Robert Bjork, Distinguished Research Professor in the UCLA Department of Psychology, will share insights from his work as a renowned expert on human learning in the 120th Faculty Research Lecture, “How We Learn Versus How We Think We Learn.” The biannual lecture, presented by the UCLA Academic Senate, showcases the work of the university’s most distinguished scholars.
A cognitive psychologist and co-director, with psychology professor Elizabeth Bjork, of UCLA’s Learning and Forgetting Lab, Bjork has been studying learning and memory for more than four decades. He is a Fellow of the American Academy of Arts and Sciences and a recipient of numerous distinctions, including a lifetime achievement award from the Society of Experimental Psychologists and honors from the American Psychological Association. The Bjorks were recently selected by the Association for Psychological Science to receive the 2016 James McKeen Cattell Fellow Award, which recognizes a lifetime of outstanding contributions to applied psychological research.
Bjork’s lecture, to which all UCLA community members are invited, will take place in Schoenberg Hall on Wednesday, Feb. 17, at 3 p.m., followed by a reception. RSVP for the reception at firstname.lastname@example.org.
How do we learn how to learn?
This is largely determined by teachers during our years of education, as well as by what we see others do when they study. Our intuitions also play a role — but these can be inaccurate and lead us to study in non-optimal ways. For example, we may think of ourselves as analogous to a recording device, simply storing information that we can access later. But how information is stored in and retrieved from human memory differs in very important ways from how recording devices work.
How important is it to be smart about our approach to learning?
Given a world that is ever more complex and rapidly changing, knowing how to learn effectively is increasingly important. More and more learning is happening outside of formal classrooms and continues across our lifetimes. We need to master new techniques in work environments, for example. And how fully we acquire and enjoy our hobbies and avocations can depend on our continuing to learn. It is not much of an exaggeration to say that knowing how to learn effectively is the ultimate survival tool in our complex world.
What are some approaches to learning that we consider effective but which actually aren’t?
One study habit that is both common and counterproductive — yet still often advised in “how to study” guides — is trying do all or most of one's studying in one place (always sitting at the desk in your room, for example, or in a favorite cubicle at the library). Research findings suggest, however, that subsequent recall of information is enhanced if it’s been studied in a variety of environmental settings.
Then there’s the idea that it’s being “well-organized” to devote all of one block of study time to one course or topic, then a separate block at a different time for a different course, and so forth. Yet recent findings suggest that it is more effective to "interleave" — to study a variety of subjects during a single study period — than to block.
And we may think that rereading a chapter or section of a chapter right after our first reading — “massing” our studying — is a good strategy. Yet one of the most general and robust findings from decades of research on learning is that spacing our studying instead of massing enhances long-term retention, often in very substantial ways.

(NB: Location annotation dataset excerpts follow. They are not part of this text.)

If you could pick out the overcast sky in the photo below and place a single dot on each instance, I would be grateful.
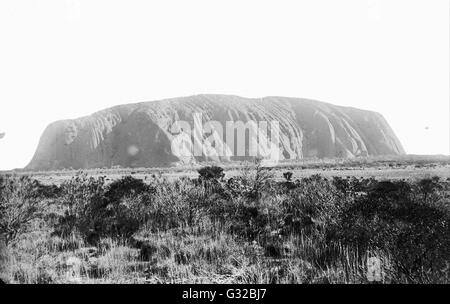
(68, 58)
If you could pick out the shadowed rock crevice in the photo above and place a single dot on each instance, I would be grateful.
(139, 135)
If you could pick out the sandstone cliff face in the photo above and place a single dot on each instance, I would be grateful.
(141, 134)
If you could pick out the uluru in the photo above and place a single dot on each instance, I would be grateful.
(140, 134)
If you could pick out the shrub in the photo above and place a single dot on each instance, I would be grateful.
(211, 173)
(20, 204)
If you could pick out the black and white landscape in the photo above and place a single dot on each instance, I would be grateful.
(228, 142)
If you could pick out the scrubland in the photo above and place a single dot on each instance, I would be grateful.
(250, 228)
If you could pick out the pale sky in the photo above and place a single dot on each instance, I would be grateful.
(64, 59)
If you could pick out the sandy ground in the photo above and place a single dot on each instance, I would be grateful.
(381, 172)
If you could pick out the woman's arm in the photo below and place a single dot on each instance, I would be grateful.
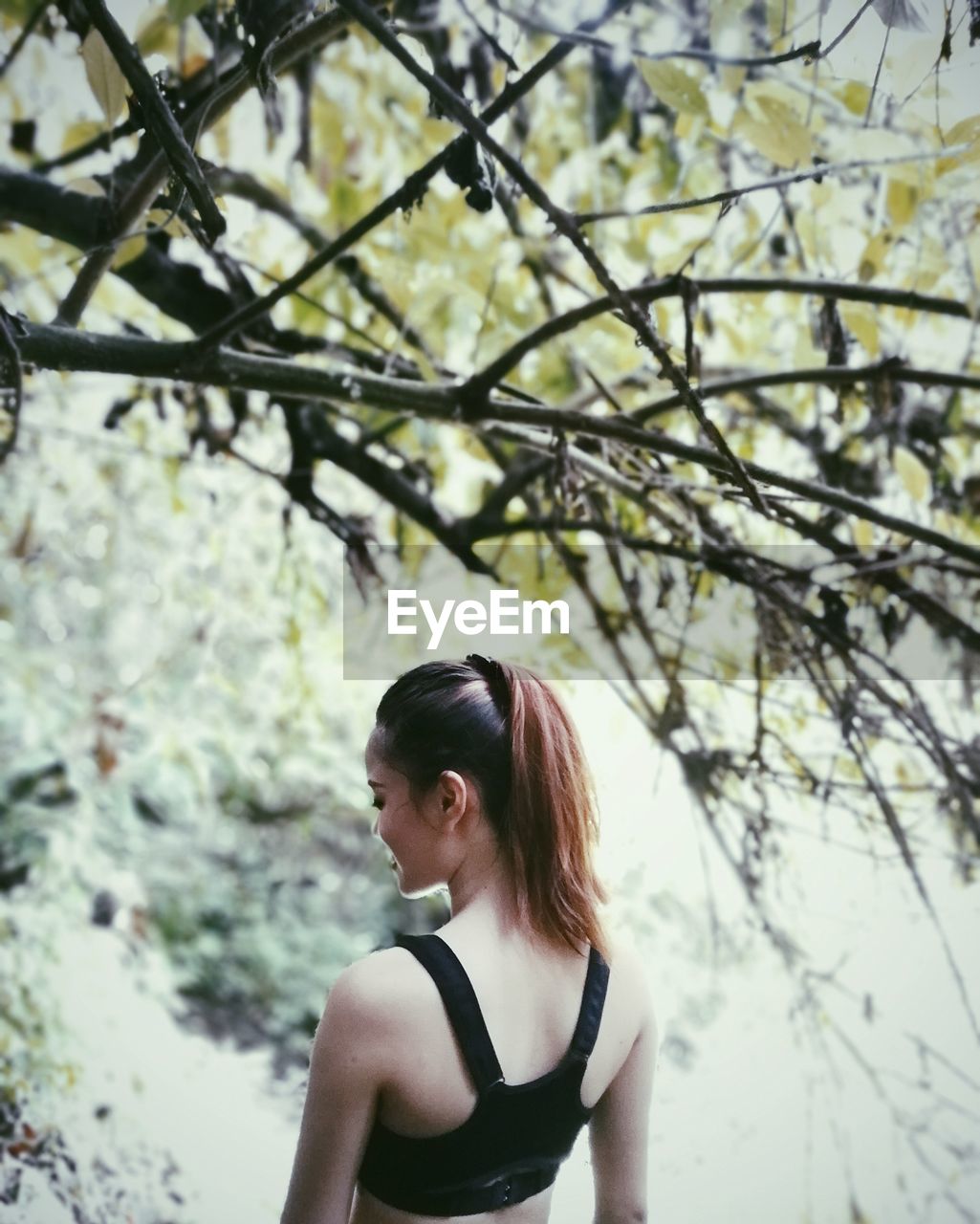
(346, 1070)
(620, 1128)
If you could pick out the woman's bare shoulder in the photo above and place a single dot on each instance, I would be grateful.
(385, 980)
(630, 977)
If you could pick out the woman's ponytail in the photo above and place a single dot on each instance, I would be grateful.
(552, 825)
(515, 738)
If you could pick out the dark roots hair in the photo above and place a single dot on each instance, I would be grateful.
(504, 727)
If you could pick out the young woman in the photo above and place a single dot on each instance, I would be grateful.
(450, 1075)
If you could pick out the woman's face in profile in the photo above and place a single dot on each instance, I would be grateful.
(399, 824)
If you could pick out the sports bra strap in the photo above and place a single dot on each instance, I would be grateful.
(590, 1014)
(462, 1005)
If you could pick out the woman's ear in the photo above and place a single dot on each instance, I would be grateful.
(454, 796)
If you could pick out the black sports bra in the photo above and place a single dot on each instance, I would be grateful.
(517, 1135)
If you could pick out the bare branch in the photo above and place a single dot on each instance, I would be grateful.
(69, 349)
(784, 180)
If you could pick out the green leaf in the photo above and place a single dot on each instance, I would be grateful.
(104, 76)
(180, 10)
(672, 84)
(913, 474)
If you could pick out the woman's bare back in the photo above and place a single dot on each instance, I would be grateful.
(530, 999)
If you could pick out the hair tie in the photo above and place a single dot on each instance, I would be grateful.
(493, 674)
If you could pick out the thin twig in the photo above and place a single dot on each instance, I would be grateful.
(407, 195)
(784, 180)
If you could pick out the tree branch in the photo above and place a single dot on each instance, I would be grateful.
(784, 180)
(673, 287)
(565, 226)
(144, 188)
(69, 349)
(409, 193)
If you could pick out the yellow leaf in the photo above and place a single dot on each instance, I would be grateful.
(902, 201)
(104, 76)
(672, 84)
(86, 187)
(129, 250)
(854, 96)
(913, 474)
(967, 131)
(861, 319)
(873, 256)
(777, 134)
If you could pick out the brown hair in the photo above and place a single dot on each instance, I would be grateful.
(508, 730)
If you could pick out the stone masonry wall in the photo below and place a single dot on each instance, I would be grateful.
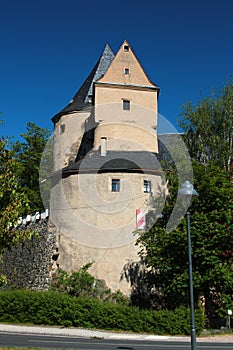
(30, 264)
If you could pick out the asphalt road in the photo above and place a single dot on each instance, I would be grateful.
(82, 343)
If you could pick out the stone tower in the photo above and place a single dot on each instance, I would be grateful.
(106, 179)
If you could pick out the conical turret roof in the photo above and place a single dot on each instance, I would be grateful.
(83, 98)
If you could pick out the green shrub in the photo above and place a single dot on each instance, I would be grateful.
(58, 309)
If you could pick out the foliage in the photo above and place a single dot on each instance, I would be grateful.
(78, 283)
(13, 200)
(165, 254)
(23, 306)
(208, 128)
(28, 154)
(82, 283)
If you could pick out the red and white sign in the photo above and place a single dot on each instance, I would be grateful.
(140, 220)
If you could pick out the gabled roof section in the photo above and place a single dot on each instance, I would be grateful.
(125, 69)
(83, 98)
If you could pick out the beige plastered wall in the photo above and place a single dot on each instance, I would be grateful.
(97, 225)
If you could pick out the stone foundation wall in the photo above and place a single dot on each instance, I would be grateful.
(30, 264)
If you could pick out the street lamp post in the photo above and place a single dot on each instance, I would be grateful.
(188, 190)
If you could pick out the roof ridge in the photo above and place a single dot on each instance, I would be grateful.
(83, 97)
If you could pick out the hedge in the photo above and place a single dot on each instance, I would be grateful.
(57, 309)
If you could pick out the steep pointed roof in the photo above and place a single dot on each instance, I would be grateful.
(125, 58)
(83, 98)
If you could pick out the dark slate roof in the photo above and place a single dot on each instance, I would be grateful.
(81, 99)
(115, 161)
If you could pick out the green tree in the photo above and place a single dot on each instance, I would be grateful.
(208, 128)
(165, 253)
(28, 154)
(13, 201)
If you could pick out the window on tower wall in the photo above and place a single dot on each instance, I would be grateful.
(62, 128)
(126, 105)
(147, 186)
(115, 185)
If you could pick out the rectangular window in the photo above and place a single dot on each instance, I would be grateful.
(126, 105)
(147, 186)
(62, 128)
(115, 185)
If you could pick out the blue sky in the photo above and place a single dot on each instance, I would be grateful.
(48, 48)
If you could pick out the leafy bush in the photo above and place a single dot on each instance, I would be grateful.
(54, 308)
(82, 283)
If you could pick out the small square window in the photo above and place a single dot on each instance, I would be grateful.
(126, 105)
(115, 185)
(147, 186)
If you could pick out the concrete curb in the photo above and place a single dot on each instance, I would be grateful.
(88, 333)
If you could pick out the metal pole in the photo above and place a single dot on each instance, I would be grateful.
(193, 331)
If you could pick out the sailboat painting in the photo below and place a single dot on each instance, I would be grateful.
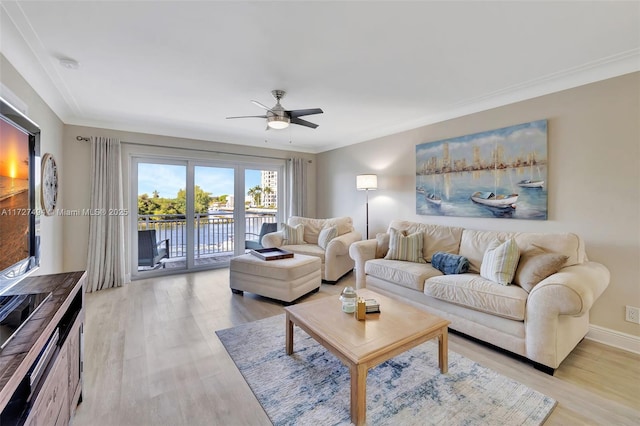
(498, 173)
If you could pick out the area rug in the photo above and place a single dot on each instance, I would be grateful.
(312, 387)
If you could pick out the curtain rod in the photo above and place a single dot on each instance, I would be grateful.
(86, 139)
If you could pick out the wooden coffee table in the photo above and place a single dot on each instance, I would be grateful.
(362, 345)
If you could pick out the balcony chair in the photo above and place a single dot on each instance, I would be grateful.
(255, 244)
(150, 251)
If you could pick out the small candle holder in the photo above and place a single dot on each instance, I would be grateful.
(348, 298)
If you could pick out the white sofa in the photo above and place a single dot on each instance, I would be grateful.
(543, 325)
(334, 257)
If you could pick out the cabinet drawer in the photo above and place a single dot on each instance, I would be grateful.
(52, 402)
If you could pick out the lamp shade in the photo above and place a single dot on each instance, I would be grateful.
(366, 182)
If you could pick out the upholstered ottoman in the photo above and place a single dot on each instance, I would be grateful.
(283, 279)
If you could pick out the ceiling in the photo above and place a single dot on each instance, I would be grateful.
(375, 68)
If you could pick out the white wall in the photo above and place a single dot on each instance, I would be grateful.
(50, 142)
(594, 179)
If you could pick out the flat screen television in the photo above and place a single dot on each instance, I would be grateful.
(19, 208)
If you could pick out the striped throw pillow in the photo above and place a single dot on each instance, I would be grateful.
(293, 235)
(405, 247)
(326, 235)
(500, 262)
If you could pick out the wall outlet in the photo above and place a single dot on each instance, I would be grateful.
(632, 314)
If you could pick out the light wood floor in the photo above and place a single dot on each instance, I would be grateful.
(152, 358)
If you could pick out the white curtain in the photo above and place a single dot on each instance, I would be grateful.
(297, 178)
(105, 262)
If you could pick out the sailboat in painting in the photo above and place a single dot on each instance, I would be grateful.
(492, 199)
(532, 183)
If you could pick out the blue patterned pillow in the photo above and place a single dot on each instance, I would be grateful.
(500, 262)
(405, 247)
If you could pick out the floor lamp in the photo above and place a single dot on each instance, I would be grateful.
(367, 183)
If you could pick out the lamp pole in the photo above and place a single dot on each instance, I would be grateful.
(367, 210)
(367, 183)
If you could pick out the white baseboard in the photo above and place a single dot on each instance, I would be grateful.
(614, 338)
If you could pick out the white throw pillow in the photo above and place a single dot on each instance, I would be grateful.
(327, 234)
(405, 247)
(293, 235)
(500, 262)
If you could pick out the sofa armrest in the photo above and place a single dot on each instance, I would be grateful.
(570, 291)
(273, 239)
(360, 252)
(557, 316)
(339, 246)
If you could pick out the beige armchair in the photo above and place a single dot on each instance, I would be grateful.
(335, 258)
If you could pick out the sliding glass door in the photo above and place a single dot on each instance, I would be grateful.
(195, 215)
(214, 215)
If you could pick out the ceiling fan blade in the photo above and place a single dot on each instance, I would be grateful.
(302, 112)
(249, 116)
(256, 103)
(301, 122)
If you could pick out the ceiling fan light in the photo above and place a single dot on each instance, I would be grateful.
(278, 122)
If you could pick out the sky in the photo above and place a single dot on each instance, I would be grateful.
(168, 179)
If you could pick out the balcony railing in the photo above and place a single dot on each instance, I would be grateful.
(213, 232)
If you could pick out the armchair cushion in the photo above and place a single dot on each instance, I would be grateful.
(326, 235)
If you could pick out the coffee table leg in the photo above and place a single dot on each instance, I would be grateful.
(358, 394)
(289, 334)
(443, 351)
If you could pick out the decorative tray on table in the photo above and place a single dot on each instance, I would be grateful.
(273, 253)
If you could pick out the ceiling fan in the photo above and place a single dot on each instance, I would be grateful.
(280, 118)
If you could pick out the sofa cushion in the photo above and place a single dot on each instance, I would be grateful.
(436, 237)
(474, 244)
(405, 247)
(474, 292)
(536, 265)
(327, 234)
(407, 274)
(292, 235)
(500, 261)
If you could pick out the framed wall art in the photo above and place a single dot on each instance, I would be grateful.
(498, 173)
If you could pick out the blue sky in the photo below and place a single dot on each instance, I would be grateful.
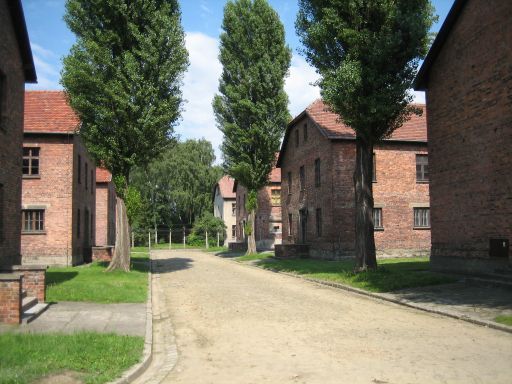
(51, 40)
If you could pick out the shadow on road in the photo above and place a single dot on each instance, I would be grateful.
(171, 265)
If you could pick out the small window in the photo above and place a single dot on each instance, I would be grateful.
(421, 168)
(30, 161)
(302, 178)
(421, 218)
(319, 222)
(276, 196)
(79, 169)
(317, 172)
(374, 169)
(377, 218)
(32, 220)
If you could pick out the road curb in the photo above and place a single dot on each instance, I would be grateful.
(389, 298)
(147, 354)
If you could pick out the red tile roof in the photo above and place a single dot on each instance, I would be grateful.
(103, 175)
(49, 111)
(415, 129)
(226, 187)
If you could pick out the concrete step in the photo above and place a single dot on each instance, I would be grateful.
(27, 303)
(34, 312)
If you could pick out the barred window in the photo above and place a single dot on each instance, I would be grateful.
(421, 217)
(30, 161)
(377, 218)
(32, 220)
(421, 168)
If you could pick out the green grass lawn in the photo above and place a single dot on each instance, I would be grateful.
(96, 358)
(91, 283)
(391, 275)
(504, 319)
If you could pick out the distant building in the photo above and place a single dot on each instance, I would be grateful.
(317, 162)
(467, 77)
(105, 208)
(59, 186)
(268, 215)
(224, 206)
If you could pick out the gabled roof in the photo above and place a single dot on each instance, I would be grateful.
(20, 28)
(225, 185)
(421, 81)
(103, 175)
(329, 124)
(49, 112)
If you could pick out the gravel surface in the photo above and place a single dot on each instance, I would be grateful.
(238, 324)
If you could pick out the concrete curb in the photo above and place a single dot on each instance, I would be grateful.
(147, 355)
(391, 299)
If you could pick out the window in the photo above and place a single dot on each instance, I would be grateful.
(79, 169)
(317, 172)
(421, 168)
(32, 220)
(86, 175)
(30, 161)
(374, 170)
(319, 222)
(78, 224)
(421, 218)
(377, 218)
(302, 179)
(276, 196)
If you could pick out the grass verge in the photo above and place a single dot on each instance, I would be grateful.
(391, 275)
(504, 319)
(92, 357)
(91, 283)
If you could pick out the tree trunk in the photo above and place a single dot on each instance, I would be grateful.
(251, 238)
(121, 258)
(365, 242)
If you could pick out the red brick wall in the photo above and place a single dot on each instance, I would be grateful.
(105, 214)
(470, 137)
(11, 137)
(396, 191)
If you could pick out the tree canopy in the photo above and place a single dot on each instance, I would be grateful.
(123, 77)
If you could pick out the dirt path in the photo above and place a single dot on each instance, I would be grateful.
(237, 324)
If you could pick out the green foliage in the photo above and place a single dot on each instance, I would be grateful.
(251, 107)
(123, 77)
(89, 357)
(366, 53)
(177, 186)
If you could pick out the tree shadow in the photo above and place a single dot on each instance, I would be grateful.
(59, 277)
(171, 265)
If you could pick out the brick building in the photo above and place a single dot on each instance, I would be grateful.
(317, 162)
(59, 186)
(105, 208)
(268, 215)
(224, 206)
(467, 76)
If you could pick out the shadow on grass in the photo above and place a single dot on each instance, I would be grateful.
(57, 277)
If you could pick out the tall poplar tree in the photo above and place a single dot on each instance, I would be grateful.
(123, 77)
(252, 107)
(366, 53)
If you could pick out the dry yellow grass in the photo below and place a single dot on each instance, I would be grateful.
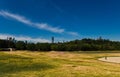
(56, 64)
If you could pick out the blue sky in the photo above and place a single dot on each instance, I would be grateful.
(39, 20)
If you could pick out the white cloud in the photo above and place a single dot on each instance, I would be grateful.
(43, 26)
(73, 33)
(24, 20)
(24, 38)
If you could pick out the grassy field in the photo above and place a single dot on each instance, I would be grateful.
(56, 64)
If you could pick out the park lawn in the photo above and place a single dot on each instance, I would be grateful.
(56, 64)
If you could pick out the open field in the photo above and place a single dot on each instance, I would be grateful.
(56, 64)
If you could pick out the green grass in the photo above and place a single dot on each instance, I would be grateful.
(56, 64)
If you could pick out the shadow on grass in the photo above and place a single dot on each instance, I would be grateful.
(13, 64)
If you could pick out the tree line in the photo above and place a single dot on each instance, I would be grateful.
(85, 44)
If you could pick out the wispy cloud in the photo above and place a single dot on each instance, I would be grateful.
(24, 38)
(24, 20)
(73, 33)
(43, 26)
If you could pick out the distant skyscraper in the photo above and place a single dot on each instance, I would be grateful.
(52, 39)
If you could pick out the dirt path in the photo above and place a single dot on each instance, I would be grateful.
(110, 59)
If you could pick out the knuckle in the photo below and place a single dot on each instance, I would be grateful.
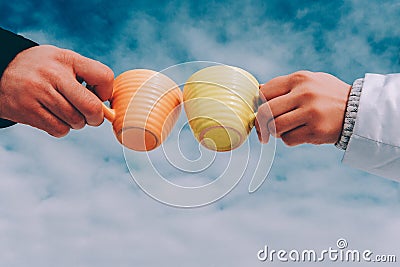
(59, 130)
(65, 56)
(299, 76)
(108, 75)
(314, 112)
(288, 141)
(77, 121)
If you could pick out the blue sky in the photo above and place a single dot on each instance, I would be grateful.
(72, 202)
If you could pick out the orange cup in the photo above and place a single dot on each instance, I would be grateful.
(145, 107)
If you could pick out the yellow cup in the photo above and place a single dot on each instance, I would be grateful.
(145, 107)
(220, 103)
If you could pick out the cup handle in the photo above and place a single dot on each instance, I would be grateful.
(109, 113)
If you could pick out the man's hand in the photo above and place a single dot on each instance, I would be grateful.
(40, 88)
(306, 107)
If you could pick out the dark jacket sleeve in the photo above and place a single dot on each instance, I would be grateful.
(10, 45)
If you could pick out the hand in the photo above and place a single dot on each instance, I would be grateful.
(40, 88)
(303, 107)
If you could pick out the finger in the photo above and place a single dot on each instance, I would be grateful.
(60, 107)
(275, 87)
(297, 136)
(86, 102)
(95, 73)
(261, 122)
(287, 122)
(46, 121)
(262, 138)
(281, 105)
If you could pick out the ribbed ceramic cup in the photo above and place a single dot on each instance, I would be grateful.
(145, 107)
(220, 103)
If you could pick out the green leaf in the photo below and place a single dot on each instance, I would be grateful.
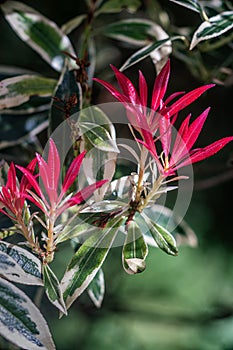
(53, 289)
(179, 228)
(98, 164)
(21, 321)
(193, 5)
(136, 31)
(87, 261)
(98, 137)
(96, 288)
(40, 33)
(145, 52)
(114, 6)
(19, 265)
(66, 91)
(213, 28)
(18, 90)
(135, 250)
(162, 237)
(72, 24)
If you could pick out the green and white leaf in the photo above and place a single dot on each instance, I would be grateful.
(98, 136)
(134, 31)
(40, 33)
(86, 262)
(98, 164)
(213, 28)
(72, 24)
(21, 321)
(114, 6)
(96, 288)
(19, 265)
(53, 289)
(135, 250)
(66, 88)
(145, 52)
(162, 236)
(193, 5)
(18, 90)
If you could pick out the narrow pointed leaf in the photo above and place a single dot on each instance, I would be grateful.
(53, 289)
(190, 4)
(146, 51)
(135, 250)
(86, 263)
(96, 288)
(114, 6)
(18, 90)
(67, 92)
(213, 28)
(38, 32)
(21, 321)
(19, 265)
(162, 237)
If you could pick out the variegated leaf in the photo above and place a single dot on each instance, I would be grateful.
(213, 28)
(193, 5)
(67, 92)
(96, 288)
(18, 90)
(135, 31)
(53, 289)
(114, 6)
(86, 262)
(21, 321)
(72, 24)
(162, 236)
(135, 250)
(38, 32)
(19, 265)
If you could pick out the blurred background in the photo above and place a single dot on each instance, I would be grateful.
(177, 303)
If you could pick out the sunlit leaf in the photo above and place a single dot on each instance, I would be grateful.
(193, 5)
(162, 236)
(213, 28)
(86, 262)
(19, 265)
(72, 24)
(21, 321)
(135, 250)
(114, 6)
(96, 288)
(38, 32)
(18, 90)
(53, 289)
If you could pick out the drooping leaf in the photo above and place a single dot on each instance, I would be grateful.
(213, 28)
(21, 321)
(114, 6)
(53, 289)
(135, 250)
(72, 24)
(179, 228)
(162, 236)
(98, 164)
(67, 98)
(193, 5)
(96, 288)
(19, 265)
(146, 51)
(87, 261)
(135, 31)
(18, 90)
(38, 32)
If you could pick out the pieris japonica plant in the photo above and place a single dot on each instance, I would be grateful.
(71, 191)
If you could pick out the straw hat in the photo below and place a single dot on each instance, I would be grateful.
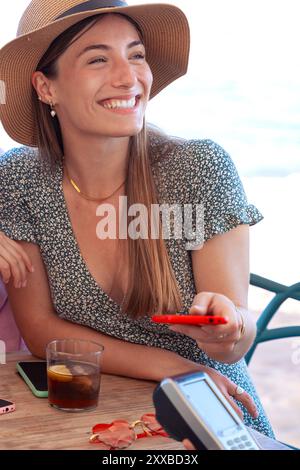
(165, 32)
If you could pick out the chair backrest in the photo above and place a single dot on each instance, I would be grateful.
(9, 332)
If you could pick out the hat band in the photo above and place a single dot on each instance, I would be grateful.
(92, 5)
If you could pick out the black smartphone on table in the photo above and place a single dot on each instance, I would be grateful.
(34, 374)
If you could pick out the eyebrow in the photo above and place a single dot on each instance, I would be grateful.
(105, 47)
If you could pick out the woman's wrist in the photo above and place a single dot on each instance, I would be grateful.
(242, 324)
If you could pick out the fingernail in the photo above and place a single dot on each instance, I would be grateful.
(199, 307)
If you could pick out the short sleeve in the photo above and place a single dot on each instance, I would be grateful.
(215, 187)
(15, 217)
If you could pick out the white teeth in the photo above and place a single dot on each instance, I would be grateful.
(120, 104)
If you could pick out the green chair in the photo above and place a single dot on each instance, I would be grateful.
(282, 293)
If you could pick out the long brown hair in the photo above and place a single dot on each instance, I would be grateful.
(152, 285)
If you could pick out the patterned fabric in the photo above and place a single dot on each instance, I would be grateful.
(33, 208)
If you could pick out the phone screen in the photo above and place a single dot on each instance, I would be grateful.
(5, 403)
(36, 372)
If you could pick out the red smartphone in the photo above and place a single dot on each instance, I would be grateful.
(6, 406)
(190, 319)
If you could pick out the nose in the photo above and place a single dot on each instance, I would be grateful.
(123, 74)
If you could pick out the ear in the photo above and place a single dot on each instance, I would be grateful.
(44, 87)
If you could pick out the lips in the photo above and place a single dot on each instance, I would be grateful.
(121, 102)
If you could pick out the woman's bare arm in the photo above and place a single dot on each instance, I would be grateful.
(222, 266)
(39, 324)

Why do we hang on to old study habits instead of adopting more effective, evidence-based techniques?
A problem both teachers and students confront is that approaches to studying that make performance improve rapidly often fail to support long-term retention and transfer of skills and knowledge. We want quick results. This makes us susceptible to things like cramming — a form of massing — right before an exam. While this might be successful in the short-term, when the exam is over, forgetting what you crammed will be very rapid. Better conditions of learning — such as spacing your studying for an exam instead of cramming — actually appear to create difficulties for the learner, slowing the rate of apparent learning, but in reality they often optimize long-term retention and transfer.
Do you teach students in your classes how to study effectively?
Years ago when I taught the psychology department’s undergraduate course on cognitive psychology every year, I tended to end the course with a short section on what the material we had covered had to say about how students should study. One year, I decided to move this discussion of the course’s relevance to students to the first week of the class, and I asked the students to analyze their own study habits and techniques during the rest of the course.
That simple change led to many interesting in-class interactions with students about their study techniques, which were overwhelmingly habit-based, not evidence-based. It also had a huge, positive effect on their study habits over the course of the class.
It is interesting that we tend to worry about students’ preparation in domains such as English and mathematics, but far less as to whether students have the learning skills in place to contend with the massive and prolonged task we call getting a college education.